Emmett Watson, 83, was both the elder statesman and living conscience of Seattle journalism. His six-decade career included stints at the defunct Seattle Star, The Seattle Times, the Seattle Post-Intelligencer, the Times again, and finally at the Seattle Union Record strike paper. He hobnobbed with the rich and powerful and regularly dropped local celeb names in his columns, but he always identified with working stiffs. His "Lesser Seattle" shtick, ostensibly an attack on the degradation of Northwest culture and landscapes by Californian immigrants, was also a slap at local boosters who'd always sought to impose "world-class" pretensions onto the humble, hard-working Seattle he championed.

Archie Anderson, 84, founded the Elephant Car Wash chain, for which he commissioned the greatest pink-elephant neon sign to ever grace Denny Way.

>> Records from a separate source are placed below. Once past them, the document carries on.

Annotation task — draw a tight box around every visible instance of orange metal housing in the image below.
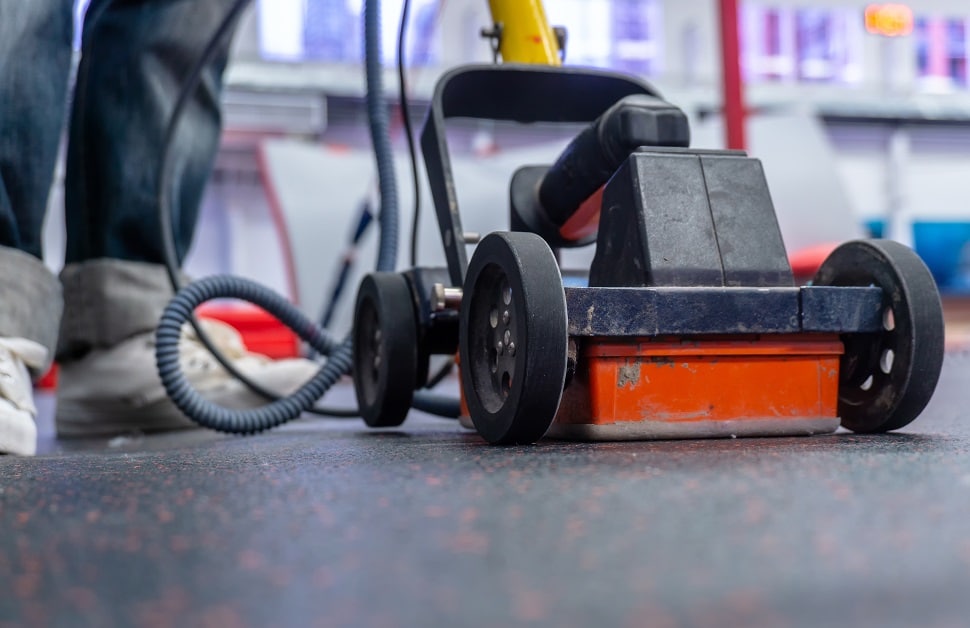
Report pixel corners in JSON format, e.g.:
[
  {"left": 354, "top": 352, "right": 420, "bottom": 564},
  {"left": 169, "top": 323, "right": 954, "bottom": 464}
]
[{"left": 550, "top": 334, "right": 843, "bottom": 440}]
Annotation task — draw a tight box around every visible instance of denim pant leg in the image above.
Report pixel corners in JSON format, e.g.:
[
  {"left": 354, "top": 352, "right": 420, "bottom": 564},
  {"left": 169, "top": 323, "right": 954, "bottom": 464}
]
[
  {"left": 58, "top": 0, "right": 240, "bottom": 359},
  {"left": 0, "top": 0, "right": 73, "bottom": 370}
]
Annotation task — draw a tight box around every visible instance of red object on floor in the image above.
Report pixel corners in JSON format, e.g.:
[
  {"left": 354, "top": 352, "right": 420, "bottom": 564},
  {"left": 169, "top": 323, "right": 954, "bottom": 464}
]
[
  {"left": 34, "top": 304, "right": 300, "bottom": 391},
  {"left": 34, "top": 364, "right": 57, "bottom": 390},
  {"left": 788, "top": 242, "right": 839, "bottom": 281},
  {"left": 196, "top": 303, "right": 300, "bottom": 359}
]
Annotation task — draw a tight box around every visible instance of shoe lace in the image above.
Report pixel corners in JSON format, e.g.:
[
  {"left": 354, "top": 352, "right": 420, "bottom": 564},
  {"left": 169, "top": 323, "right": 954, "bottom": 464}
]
[{"left": 0, "top": 338, "right": 48, "bottom": 413}]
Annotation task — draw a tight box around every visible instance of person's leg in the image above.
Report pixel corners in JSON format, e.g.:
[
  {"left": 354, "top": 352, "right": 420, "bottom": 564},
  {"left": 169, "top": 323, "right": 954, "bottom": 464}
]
[
  {"left": 58, "top": 0, "right": 231, "bottom": 358},
  {"left": 0, "top": 0, "right": 73, "bottom": 454},
  {"left": 57, "top": 0, "right": 314, "bottom": 436}
]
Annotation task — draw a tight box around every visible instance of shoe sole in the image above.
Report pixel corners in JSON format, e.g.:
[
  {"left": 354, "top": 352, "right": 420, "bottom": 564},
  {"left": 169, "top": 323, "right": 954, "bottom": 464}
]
[{"left": 54, "top": 399, "right": 199, "bottom": 438}]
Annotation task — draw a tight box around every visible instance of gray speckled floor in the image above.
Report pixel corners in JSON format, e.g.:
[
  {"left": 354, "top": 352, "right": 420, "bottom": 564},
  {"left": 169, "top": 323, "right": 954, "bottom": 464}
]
[{"left": 0, "top": 356, "right": 970, "bottom": 627}]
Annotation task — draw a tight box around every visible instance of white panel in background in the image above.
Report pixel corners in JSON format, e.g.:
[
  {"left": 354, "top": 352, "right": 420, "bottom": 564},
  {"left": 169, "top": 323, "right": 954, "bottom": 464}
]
[
  {"left": 263, "top": 139, "right": 576, "bottom": 334},
  {"left": 258, "top": 0, "right": 304, "bottom": 61}
]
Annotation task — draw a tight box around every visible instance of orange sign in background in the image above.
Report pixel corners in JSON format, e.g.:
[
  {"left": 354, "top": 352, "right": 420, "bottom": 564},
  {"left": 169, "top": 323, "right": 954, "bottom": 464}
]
[{"left": 866, "top": 4, "right": 913, "bottom": 37}]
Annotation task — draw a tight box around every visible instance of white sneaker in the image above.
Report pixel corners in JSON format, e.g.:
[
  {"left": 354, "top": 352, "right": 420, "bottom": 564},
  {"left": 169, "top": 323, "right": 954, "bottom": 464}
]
[
  {"left": 55, "top": 320, "right": 319, "bottom": 438},
  {"left": 0, "top": 338, "right": 47, "bottom": 456}
]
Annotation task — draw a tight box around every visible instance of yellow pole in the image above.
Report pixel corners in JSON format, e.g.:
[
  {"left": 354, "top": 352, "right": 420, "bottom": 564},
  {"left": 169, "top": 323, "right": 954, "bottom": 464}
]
[{"left": 488, "top": 0, "right": 562, "bottom": 65}]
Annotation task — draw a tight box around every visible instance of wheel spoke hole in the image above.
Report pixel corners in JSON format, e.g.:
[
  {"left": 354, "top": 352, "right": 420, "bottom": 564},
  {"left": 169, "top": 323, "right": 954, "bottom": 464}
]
[
  {"left": 882, "top": 307, "right": 896, "bottom": 331},
  {"left": 879, "top": 349, "right": 896, "bottom": 375}
]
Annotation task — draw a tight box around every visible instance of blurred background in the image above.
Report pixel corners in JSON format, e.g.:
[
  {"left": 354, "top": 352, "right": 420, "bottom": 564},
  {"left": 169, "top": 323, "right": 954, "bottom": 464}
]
[{"left": 47, "top": 0, "right": 970, "bottom": 344}]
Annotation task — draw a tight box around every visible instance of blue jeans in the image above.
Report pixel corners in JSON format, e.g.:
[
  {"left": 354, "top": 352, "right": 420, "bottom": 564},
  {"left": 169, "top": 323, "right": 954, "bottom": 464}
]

Warshal's Sporting Goods, which held its final inventory auction on May 12, was a lingering hometown retailer in a downtown Seattle increasingly inhospitable to non-chain stores. It was also a throwback to an earlier "great outdoors" aesthetic, involving hunting and fishing in Pendleton wool jackets instead of hiking in Gore-Tex. The Warshal family co-owned the building, and will likely make more from its office-and-condo replacement than they did in recent years from the store.

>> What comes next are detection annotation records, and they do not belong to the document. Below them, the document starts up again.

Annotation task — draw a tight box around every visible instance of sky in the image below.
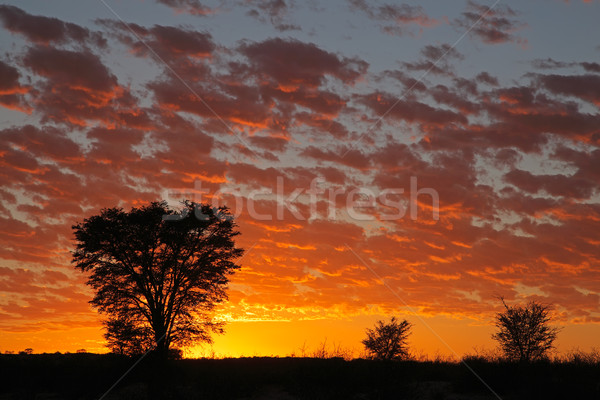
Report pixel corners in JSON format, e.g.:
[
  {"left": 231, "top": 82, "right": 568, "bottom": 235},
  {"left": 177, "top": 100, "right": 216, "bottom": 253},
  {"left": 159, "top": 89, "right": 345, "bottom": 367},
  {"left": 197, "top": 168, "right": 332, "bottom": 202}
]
[{"left": 0, "top": 0, "right": 600, "bottom": 357}]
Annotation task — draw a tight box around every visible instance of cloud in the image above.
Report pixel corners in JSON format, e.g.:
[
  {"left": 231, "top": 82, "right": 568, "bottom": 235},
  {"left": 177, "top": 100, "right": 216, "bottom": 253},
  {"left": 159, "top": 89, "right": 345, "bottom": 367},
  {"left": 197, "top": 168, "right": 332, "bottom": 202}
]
[
  {"left": 240, "top": 0, "right": 302, "bottom": 32},
  {"left": 348, "top": 0, "right": 441, "bottom": 36},
  {"left": 156, "top": 0, "right": 216, "bottom": 16},
  {"left": 0, "top": 60, "right": 31, "bottom": 112},
  {"left": 240, "top": 38, "right": 368, "bottom": 88},
  {"left": 537, "top": 74, "right": 600, "bottom": 107},
  {"left": 0, "top": 5, "right": 106, "bottom": 47}
]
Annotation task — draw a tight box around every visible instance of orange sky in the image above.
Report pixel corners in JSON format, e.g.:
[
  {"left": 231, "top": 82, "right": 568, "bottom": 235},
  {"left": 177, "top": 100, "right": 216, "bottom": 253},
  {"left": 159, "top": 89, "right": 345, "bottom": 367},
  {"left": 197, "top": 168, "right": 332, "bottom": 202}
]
[{"left": 0, "top": 0, "right": 600, "bottom": 356}]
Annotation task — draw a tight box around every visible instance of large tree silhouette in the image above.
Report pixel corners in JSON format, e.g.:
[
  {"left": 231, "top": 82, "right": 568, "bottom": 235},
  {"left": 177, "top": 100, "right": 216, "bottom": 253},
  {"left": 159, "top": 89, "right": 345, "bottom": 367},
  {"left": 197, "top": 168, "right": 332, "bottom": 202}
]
[
  {"left": 492, "top": 297, "right": 559, "bottom": 362},
  {"left": 72, "top": 201, "right": 243, "bottom": 357}
]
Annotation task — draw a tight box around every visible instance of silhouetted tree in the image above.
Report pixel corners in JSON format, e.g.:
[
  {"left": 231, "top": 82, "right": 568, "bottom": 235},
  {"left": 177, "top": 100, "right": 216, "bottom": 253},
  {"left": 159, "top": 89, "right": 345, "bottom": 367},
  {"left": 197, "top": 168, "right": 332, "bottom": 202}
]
[
  {"left": 492, "top": 298, "right": 559, "bottom": 362},
  {"left": 362, "top": 317, "right": 412, "bottom": 360},
  {"left": 72, "top": 201, "right": 243, "bottom": 357}
]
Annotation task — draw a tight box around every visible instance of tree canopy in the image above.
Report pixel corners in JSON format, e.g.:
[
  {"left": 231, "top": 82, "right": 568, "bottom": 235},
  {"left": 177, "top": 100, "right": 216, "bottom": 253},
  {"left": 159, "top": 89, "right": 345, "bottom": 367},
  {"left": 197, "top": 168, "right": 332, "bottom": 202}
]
[
  {"left": 72, "top": 201, "right": 243, "bottom": 356},
  {"left": 492, "top": 298, "right": 559, "bottom": 362}
]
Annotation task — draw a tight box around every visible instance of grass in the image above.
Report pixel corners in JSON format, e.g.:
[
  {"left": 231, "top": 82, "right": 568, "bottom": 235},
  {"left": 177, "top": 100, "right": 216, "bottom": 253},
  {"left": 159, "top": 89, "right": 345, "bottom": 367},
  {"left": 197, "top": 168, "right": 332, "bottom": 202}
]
[{"left": 0, "top": 351, "right": 600, "bottom": 400}]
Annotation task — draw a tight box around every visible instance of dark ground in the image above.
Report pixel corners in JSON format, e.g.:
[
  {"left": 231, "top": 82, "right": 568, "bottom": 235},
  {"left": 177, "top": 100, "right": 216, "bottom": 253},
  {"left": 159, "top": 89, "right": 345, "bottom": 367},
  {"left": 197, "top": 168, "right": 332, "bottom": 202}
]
[{"left": 0, "top": 354, "right": 600, "bottom": 400}]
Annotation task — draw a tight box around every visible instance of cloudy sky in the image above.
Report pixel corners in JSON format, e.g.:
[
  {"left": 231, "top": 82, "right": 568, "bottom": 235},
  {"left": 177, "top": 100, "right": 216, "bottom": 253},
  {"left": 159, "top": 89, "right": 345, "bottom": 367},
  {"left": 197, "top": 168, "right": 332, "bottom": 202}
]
[{"left": 0, "top": 0, "right": 600, "bottom": 355}]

Douglas Adams, 49, already had a stint in radio-TV scriptwriting (including the space opera Doctor Who) when his first Hitchhiker's Guide to the Galaxy novel came out in 1979. This series of books (and its TV, radio, and computer-game adaptations) paid loving tribute to sci-fi genre conventions, while using them for spirited farce (never for mere parody). His other works included Dirk Gently's Holistic Detective Agency, The Meaning of LIFF, Last Chance to See (a serious book about endangered species), and the online encyclopedia H2G2 (www.bbc.co.uk/h2g2/guide).

Perry Como, 87, was a big-band singer in the '30s, then perfected the "relaxed" crooning style that made him one of TV's first big stars (in his own 1950-63 series, and in guest spots and specials thereafter). The "We Get Letters" music on the Late Show with David Letterman was originally the theme to Como's viewer-request song segment.

The Xtreme Football League vowed to make football more exciting by relaxing the rules on defensive blocks and hits. The result was a dogged defensive game in which nobody scored any points, while loud announcers and gaudy cheerleaders tried maniacally to attract dwindling audiences to lumbering punt-fests.

Alex Edelstein, 82, University of Washington journalism prof and tactfully described "companion" of Seattle Times columnist Jean Godden for 12 years, taught many students, including this one, how to say what needed to be said and then stop without getting overwrought or cloying, especially in obituaries.